Die „Rheinische Post“ hatte berichtet, nach den jüngsten Verhaftungen im Zusammenhang mit der Mordserie der Neonazi- Terrorzelle gebe es eine „überwältigende und parteiübergreifende Mehrheit“ für ein neues Verfahren. Über ein mögliches NPD-Verbot werden die Minister voraussichtlich bei ihrem traditionellen Kaminabend ohne Delegationen sprechen. Dies zeigt, welche Bedeutung sie dem Thema beimessen.

Ein Parteiverbot muss beim Bundesverfassungsgericht beantragt werden. Ein Beschluss der Innenminister dafür wäre aber zunächst nur ein Signal. Nur Bundesregierung, Bundestag oder Bundesrat können einen Verbotsantrag stellen. Die IMK müsste den Beschluss zudem ohne Gegenstimme fassen, da das Prinzip der Einstimmigkeit gilt. Der Bundesinnenminister ist als Gast der IMK nicht stimmberechtigt.

Nach Ansicht vor Bundesinnenminister Hans-Peter Friedrich hat die NPD-Verbotsdebatte eine neue Dynamik erhalten, weil nun mögliche Querverbindungen zu Gewalttaten der Zwickauer Terrorzelle geprüft werden. „Wenn wir eindeutige Verbindungen zwischen der NPD und Gewalttaten haben, dann hätten wir eine andere Situation, als wenn wir jetzt noch einmal anfangen müssen, zusätzlich Belege, Indizien, Beweismittel zu sammeln“, sagte der CSU-Politiker. Für die Verbindungen zu Gewalttaten gebe es derzeit aber noch keine festen Beweise.

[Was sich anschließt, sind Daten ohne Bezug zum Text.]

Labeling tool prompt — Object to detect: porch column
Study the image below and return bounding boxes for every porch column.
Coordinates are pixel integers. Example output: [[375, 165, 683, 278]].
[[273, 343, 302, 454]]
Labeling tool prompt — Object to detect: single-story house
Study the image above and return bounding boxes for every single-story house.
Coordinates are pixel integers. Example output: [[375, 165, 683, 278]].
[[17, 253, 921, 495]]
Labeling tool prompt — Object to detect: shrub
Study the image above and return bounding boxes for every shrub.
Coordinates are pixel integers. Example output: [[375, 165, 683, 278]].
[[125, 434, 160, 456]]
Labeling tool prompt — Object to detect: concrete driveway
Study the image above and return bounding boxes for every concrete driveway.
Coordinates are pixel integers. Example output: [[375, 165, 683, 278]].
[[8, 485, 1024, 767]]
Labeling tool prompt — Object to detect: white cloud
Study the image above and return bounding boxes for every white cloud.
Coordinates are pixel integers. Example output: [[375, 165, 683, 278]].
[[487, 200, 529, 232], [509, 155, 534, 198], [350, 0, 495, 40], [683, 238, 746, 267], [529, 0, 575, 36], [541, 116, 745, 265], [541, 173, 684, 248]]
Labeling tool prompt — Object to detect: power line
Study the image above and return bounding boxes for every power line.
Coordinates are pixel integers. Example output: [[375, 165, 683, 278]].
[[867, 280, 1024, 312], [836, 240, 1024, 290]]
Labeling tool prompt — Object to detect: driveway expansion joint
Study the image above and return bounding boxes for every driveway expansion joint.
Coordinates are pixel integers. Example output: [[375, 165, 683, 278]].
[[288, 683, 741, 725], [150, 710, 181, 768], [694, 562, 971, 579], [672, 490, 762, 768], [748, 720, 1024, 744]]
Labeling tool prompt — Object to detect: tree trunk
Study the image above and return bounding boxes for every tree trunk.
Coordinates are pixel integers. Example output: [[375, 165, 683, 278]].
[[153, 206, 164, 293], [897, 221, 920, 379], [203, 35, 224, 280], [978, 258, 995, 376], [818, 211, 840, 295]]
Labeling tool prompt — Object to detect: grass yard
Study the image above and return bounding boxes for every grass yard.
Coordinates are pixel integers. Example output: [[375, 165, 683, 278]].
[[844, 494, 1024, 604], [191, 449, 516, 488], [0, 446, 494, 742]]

Das oberste deutsche Gericht hatte ein erstes Verbotsverfahren 2003 gestoppt - und zwar wegen der unklaren Rolle von V-Leuten des Verfassungsschutzes in Vorständen der NPD. Am Dienstag war mit dem früheren NPD-Funktionär Ralf Wohlleben ein weiterer mutmaßlicher Unterstützer der Zwickauer Neonazi-Terrorzelle, der zehn Morde vorgeworfen werden, in Untersuchungshaft genommen worden. Generalbundesanwalt Harald Range rechnet mit weiteren Belegen für die Nähe der Neonazi-Terrorzelle zur NPD.

Bayerns Innenminister Joachim Herrmann (CSU) plädierte für die Einleitung eines neuen Verbotsverfahrens im ersten Halbjahr 2012. „Wir müssen alles zusammentragen, was in den vergangenen Jahren an Gewalttätigkeiten von NPD-Mitglieder bekanntgeworden ist“, sagte er der dpa. Wenn NPD-Mitglieder wegen Gewalttaten verurteilt worden seien, habe dies ein anderes Gewicht als irgendwelche Informationen von V-Leuten. Ein Abschalten aller V-Leute lehnte Herrmann erneut ab.

Einige Länder sind aber in der Frage eines neuen Verfahrens noch unentschlossen. So hieß es aus Niedersachsen, Innenminister Uwe Schünemann (CDU) habe sich noch keine abschließende Meinung gebildet. Auch die Innenminister Baden-Württembergs, Schleswig-Holsteins, Berlins oder Brandenburgs plädierten für Gründlichkeit vor Schnelligkeit. Kürzlich hatte eine Bund-Länder-Arbeitsgruppe ihre Arbeit aufgenommen um zu klären, ob ein neuer Verbotsantrag Erfolg hat. Aus mehreren Ländern hieß es am Freitag, vor einer Entscheidung müssten die Ergebnisse der AG abgewartet werden.

Das Bundeskriminalamt hat nach dem öffentlichen Fahndungsaufruf etwa 60 neue Hinweise zur Zwickauer Zelle erhalten. Die Ermittler hoffen auf Hinweise darauf, wo sich Mitglieder der Gruppe in den vergangenen Jahren gesehen worden sein könnten.